Contexto e inspiração
Segundo dados do Indicador de Alfabetismo Funcional (Inaf), cerca de 30% dos brasileiros são considerados analfabetos funcionais, ou seja, têm dificuldades para compreender e interpretar textos. A Olimpíada busca combater esse problema, usando a história de Emicida como exemplo de superação. O rapper, que cresceu na periferia de São Paulo, foi incentivado pela professora Rita de Cássia a participar de concursos de redação, o que mudou sua trajetória.
Formato e alcance
A Olimpíada Nacional de Redação Linguagem e Ação será realizada em formato online, com apoio tecnológico para alcançar escolas em todo o país. A competição é aberta a alunos do ensino fundamental e médio, que deverão escrever redações sobre temas relacionados à pobreza e desigualdade. A iniciativa conta com parceria de instituições de ensino e empresas de tecnologia.

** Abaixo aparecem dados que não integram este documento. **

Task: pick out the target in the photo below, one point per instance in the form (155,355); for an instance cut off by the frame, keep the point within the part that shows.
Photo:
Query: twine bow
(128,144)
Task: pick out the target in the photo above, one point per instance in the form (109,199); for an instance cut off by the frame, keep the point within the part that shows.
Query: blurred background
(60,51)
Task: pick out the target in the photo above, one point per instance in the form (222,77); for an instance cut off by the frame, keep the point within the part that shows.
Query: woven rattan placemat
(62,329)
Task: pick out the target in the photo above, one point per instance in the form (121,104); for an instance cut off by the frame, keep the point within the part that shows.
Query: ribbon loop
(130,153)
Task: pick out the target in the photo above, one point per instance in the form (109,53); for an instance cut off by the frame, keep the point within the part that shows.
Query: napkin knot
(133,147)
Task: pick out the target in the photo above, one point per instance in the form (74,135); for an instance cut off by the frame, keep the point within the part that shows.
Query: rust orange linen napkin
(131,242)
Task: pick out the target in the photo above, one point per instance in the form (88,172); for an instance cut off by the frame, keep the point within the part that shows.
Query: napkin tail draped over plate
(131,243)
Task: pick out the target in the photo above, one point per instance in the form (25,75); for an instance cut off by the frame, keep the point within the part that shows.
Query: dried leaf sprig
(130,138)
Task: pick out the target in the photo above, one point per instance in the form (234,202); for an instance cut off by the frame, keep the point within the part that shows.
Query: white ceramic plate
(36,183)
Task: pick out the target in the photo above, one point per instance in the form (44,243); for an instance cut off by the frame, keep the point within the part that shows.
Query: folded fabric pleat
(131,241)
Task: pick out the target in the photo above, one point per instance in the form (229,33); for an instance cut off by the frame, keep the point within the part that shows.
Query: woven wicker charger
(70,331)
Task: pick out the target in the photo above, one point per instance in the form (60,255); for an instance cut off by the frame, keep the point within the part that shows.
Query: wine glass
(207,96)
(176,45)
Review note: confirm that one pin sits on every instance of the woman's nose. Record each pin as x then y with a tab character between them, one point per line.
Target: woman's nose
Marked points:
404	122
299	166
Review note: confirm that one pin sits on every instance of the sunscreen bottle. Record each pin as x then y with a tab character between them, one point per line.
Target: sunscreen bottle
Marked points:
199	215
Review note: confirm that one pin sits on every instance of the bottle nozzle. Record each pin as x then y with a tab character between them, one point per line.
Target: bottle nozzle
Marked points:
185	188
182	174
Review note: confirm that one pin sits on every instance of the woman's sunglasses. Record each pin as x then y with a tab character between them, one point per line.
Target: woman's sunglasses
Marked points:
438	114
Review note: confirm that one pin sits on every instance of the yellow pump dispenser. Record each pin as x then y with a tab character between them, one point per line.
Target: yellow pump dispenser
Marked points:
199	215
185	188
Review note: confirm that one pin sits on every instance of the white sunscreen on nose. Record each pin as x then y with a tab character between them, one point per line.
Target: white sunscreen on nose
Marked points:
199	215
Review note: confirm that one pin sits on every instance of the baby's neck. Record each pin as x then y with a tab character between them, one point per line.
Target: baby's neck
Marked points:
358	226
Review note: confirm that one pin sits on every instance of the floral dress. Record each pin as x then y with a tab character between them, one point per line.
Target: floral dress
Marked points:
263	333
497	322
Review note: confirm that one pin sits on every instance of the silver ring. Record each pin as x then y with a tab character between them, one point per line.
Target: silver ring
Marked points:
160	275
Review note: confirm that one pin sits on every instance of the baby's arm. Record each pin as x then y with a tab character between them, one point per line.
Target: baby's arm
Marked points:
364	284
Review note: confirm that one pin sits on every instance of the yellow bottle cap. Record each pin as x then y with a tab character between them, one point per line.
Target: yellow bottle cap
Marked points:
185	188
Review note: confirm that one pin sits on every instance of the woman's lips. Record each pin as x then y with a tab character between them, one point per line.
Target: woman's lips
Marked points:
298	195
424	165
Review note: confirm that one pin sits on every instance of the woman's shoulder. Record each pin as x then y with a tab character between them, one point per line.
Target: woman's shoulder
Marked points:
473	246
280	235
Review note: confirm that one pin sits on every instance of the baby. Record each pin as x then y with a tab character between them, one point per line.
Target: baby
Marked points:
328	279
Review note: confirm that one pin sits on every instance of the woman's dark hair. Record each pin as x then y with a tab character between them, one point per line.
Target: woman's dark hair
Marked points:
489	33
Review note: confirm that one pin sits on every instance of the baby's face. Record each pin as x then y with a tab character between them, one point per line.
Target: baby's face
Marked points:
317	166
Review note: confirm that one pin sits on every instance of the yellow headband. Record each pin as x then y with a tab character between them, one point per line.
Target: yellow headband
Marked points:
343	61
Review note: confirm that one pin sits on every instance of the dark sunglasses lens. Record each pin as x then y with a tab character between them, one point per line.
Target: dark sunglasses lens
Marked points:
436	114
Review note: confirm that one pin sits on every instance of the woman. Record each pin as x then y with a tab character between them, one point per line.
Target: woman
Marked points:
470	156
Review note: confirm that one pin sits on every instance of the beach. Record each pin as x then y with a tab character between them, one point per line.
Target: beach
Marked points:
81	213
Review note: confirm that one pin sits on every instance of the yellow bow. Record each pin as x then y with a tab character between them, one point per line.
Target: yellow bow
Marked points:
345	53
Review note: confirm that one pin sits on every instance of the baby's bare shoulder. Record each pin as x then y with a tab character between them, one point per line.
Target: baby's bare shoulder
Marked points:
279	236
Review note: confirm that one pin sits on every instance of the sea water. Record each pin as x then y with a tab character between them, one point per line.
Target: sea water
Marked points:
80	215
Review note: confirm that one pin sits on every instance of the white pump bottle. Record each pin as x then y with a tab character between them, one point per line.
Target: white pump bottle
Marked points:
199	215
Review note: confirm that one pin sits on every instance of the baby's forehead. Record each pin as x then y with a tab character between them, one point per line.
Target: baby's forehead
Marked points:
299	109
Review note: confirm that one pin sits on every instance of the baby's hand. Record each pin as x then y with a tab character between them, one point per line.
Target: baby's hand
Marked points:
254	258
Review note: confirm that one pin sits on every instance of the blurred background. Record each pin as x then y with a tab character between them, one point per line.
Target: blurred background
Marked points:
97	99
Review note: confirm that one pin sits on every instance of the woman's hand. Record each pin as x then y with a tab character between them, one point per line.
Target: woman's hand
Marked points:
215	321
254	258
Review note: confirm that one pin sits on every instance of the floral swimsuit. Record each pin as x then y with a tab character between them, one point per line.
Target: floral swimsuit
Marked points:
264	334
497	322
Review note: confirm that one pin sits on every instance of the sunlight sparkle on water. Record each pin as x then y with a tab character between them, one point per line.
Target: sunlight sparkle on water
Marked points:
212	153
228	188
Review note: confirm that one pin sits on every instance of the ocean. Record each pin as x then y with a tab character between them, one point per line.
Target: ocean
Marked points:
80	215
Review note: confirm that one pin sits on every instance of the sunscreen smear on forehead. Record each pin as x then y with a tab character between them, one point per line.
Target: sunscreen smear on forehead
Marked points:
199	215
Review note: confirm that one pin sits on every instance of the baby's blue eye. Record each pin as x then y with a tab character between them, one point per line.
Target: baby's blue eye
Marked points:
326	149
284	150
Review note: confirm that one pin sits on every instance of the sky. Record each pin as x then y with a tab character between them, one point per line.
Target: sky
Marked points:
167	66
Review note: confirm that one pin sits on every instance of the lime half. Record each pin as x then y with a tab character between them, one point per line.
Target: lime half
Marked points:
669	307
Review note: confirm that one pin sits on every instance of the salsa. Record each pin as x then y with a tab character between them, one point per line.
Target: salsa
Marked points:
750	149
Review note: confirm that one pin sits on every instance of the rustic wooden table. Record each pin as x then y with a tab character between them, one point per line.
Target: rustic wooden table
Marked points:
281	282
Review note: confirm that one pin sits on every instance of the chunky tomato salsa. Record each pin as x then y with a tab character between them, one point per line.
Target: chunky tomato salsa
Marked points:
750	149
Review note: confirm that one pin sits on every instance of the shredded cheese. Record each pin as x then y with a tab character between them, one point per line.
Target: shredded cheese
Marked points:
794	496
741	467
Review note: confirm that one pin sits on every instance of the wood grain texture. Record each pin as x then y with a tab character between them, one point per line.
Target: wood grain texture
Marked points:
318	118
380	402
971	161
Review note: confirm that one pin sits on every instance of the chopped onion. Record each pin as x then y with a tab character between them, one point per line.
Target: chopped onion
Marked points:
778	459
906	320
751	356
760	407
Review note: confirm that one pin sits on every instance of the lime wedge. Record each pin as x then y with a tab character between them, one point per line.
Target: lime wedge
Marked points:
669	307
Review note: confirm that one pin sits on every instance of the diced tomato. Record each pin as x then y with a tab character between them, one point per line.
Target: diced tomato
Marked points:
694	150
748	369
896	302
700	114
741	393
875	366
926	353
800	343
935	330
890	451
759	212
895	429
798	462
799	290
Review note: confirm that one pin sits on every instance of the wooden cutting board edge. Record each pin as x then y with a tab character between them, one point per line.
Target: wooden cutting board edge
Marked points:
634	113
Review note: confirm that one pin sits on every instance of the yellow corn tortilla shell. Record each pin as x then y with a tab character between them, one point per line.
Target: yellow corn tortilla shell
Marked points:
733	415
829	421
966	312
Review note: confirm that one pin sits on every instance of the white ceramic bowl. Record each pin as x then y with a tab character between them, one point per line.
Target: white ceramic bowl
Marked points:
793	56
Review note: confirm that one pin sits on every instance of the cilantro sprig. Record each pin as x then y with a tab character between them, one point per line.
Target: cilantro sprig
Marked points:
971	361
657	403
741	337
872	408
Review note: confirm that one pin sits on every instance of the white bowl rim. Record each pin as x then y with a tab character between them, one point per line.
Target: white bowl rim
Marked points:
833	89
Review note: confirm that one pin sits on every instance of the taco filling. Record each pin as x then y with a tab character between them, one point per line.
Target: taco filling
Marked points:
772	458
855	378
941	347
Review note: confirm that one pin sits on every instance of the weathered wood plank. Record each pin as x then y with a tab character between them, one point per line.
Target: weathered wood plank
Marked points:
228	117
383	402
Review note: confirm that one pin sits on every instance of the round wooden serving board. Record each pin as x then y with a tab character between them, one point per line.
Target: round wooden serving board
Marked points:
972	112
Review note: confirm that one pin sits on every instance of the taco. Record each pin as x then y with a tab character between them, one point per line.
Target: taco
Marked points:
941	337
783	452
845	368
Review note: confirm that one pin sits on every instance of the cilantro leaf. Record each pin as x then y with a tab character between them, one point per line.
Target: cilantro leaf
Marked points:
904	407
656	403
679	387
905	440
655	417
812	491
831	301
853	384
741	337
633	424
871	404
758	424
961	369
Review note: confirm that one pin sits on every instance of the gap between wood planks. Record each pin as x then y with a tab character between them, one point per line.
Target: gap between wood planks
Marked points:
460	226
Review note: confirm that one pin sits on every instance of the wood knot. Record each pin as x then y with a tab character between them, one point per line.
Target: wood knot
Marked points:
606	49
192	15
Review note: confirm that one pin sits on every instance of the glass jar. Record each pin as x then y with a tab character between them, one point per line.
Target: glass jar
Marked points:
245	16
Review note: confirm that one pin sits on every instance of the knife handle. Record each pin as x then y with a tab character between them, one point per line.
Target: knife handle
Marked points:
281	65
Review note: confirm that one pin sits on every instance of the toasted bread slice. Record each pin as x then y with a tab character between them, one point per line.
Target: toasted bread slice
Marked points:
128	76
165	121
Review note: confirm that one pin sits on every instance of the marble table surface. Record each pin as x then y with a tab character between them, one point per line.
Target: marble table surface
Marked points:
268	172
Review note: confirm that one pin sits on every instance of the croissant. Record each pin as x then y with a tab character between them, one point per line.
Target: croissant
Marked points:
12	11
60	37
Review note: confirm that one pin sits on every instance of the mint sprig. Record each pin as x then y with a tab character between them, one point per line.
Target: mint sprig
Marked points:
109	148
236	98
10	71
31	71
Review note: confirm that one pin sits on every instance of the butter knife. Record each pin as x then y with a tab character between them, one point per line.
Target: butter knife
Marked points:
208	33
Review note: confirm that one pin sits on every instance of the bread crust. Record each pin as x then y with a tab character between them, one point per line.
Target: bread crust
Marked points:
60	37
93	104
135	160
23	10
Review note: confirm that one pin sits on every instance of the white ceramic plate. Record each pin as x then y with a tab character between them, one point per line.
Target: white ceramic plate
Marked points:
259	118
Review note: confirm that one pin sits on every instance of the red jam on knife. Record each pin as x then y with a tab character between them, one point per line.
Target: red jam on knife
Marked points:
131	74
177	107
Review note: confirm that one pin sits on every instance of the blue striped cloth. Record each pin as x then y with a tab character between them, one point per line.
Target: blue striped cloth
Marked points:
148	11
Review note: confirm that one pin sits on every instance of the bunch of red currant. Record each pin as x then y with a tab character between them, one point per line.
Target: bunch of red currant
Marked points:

"A história do Emicida mostra como um professor pode transformar vidas. Queremos inspirar outros educadores e alunos a valorizar a escrita como ferramenta de expressão e cidadania", afirma organizador da Olimpíada.
Impacto esperado
Espera-se que a Olimpíada envolva milhares de estudantes, contribuindo para a melhoria dos índices de letramento no Brasil. A competição também oferecerá prêmios como livros e bolsas de estudo. A data exata da prova será divulgada em breve, mas a organização já confirmou que as inscrições estarão abertas a partir de agosto.